Peningkatan Omzet hingga 50 Persen Saat Momen Ramai
Menurut Janati, penjualan parsel buah sangat dipengaruhi oleh momen-momen tertentu. Musim pernikahan (mantenan) serta momen peringatan hari besar Islam seperti Maulid Nabi dan bulan Muharram, menjadi pendorong utama lonjakan permintaan.

”Alhamdulillah, kemungkinan kenaikan (penjualan) bisa mencapai 50 persen saat ada pesanan besar atau saat musim Maulid Nabi,” ungkap Janati.
Meski mengakui bahwa pendapatan bulanan dari usaha ini fluktuatif dan tergantung pada ramai atau sepinya pembeli, ia mengaku optimis dan berniat untuk terus menekuni usahanya.
”Harapan ke depan semoga jualannya lancar dan terus berjalan. Meskipun orang jualan itu tidak selalu ramai, insyaallah saya ingin tetap istikamah di bidang ini,” tambahnya.
Banting Setir dari Pekerja Toko Emas Demi Keluarga
Di balik ketekunannya mengelola usaha buah dan parsel dari rumah, Janati menyimpan latar belakang karier yang unik. Sebelum menjadi wirausahawan, ia merupakan seorang pekerja di Toko Emas di kawasan Krian, Sidoarjo, selama 14 tahun.
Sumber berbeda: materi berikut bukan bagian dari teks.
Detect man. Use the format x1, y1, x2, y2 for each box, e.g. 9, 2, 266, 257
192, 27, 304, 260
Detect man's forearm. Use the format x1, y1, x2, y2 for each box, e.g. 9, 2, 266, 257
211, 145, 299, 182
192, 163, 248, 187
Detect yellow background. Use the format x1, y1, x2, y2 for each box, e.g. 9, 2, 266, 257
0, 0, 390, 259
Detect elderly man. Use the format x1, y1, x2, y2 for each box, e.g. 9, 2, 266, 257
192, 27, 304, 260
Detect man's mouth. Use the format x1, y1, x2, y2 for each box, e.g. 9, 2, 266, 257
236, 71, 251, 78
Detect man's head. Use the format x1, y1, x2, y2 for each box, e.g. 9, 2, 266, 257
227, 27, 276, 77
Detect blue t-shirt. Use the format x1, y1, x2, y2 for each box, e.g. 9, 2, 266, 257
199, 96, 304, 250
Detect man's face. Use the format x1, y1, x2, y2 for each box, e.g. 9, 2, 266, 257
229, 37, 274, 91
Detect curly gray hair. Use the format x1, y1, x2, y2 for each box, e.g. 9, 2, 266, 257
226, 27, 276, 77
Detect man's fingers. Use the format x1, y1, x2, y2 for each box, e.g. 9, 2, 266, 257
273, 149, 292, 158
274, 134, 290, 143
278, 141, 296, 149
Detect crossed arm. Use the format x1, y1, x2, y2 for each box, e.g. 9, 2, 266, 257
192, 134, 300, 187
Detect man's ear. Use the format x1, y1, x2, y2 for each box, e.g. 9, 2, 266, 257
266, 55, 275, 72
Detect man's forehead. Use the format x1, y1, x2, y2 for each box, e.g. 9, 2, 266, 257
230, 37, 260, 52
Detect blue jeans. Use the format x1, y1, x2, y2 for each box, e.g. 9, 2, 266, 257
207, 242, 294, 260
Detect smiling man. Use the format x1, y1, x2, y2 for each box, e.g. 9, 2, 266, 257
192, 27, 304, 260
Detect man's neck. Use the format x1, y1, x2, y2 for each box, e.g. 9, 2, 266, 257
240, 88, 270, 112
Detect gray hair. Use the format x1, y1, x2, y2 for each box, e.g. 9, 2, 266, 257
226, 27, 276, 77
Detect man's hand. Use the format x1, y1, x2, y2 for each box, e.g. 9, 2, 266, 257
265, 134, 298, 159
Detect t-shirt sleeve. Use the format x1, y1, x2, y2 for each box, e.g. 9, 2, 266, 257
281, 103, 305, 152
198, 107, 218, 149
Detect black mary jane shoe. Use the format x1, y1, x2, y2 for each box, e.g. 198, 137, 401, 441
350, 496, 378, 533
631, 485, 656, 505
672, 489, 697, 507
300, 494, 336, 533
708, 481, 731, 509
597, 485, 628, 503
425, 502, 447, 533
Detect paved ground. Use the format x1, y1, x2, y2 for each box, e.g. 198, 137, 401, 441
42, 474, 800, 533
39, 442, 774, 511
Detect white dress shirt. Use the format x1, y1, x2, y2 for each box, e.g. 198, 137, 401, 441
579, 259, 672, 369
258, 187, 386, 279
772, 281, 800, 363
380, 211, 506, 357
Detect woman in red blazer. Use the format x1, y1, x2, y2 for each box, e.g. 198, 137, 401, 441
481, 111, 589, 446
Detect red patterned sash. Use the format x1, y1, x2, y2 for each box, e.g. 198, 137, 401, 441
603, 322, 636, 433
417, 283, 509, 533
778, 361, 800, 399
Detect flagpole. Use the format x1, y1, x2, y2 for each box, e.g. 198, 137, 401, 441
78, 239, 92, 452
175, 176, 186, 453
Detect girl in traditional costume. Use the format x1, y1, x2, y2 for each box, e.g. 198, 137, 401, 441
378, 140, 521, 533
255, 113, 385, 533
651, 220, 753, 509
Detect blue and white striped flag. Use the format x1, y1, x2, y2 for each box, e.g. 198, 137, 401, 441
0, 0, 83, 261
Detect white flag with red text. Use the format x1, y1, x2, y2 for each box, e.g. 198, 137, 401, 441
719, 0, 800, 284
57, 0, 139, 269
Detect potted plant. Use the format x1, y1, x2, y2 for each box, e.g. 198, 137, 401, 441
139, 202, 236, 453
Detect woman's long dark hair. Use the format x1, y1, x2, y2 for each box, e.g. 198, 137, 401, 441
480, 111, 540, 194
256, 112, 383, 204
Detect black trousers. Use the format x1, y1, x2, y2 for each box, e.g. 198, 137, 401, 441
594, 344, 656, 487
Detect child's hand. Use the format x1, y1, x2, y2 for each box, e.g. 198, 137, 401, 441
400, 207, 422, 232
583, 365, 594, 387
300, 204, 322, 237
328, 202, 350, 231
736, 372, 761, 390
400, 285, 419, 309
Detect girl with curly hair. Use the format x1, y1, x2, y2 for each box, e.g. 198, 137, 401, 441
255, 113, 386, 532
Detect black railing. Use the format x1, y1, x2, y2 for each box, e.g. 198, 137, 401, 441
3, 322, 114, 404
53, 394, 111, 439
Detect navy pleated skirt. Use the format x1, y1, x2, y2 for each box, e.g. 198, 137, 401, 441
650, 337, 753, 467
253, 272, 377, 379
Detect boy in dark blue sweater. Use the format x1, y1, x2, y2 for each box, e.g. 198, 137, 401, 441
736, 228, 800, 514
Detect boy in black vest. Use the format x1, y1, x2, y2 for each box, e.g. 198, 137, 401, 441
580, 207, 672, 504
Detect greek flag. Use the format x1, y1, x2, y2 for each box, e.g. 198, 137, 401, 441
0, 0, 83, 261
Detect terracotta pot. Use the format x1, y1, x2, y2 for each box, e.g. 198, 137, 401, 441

Keputusan besar untuk banting setir diambil sekitar 5 tahun lalu. Atas saran dari sang suami, Janati memutuskan untuk resign agar bisa mencurahkan waktu dan perhatian lebih dalam mengawasi anak-anaknya yang mulai beranjak dewasa. Dari keputusan itulah, ia mulai belajar berwirausaha dari rumah secara mandiri.
Bagi masyarakat Wonoayu dan sekitarnya yang ingin memesan parsel buah segar maupun produk pendukung lainnya, lokasi usaha Janati dapat dengan mudah ditemukan melalui petunjuk aplikasi Google Maps dengan titik lokasi “Siti jannatin distributor NASA” di Dusun Genengan RT 07 RW 02, Desa Popoh, Kecamatan Wonoayu, Sidoarjo. (Kholid).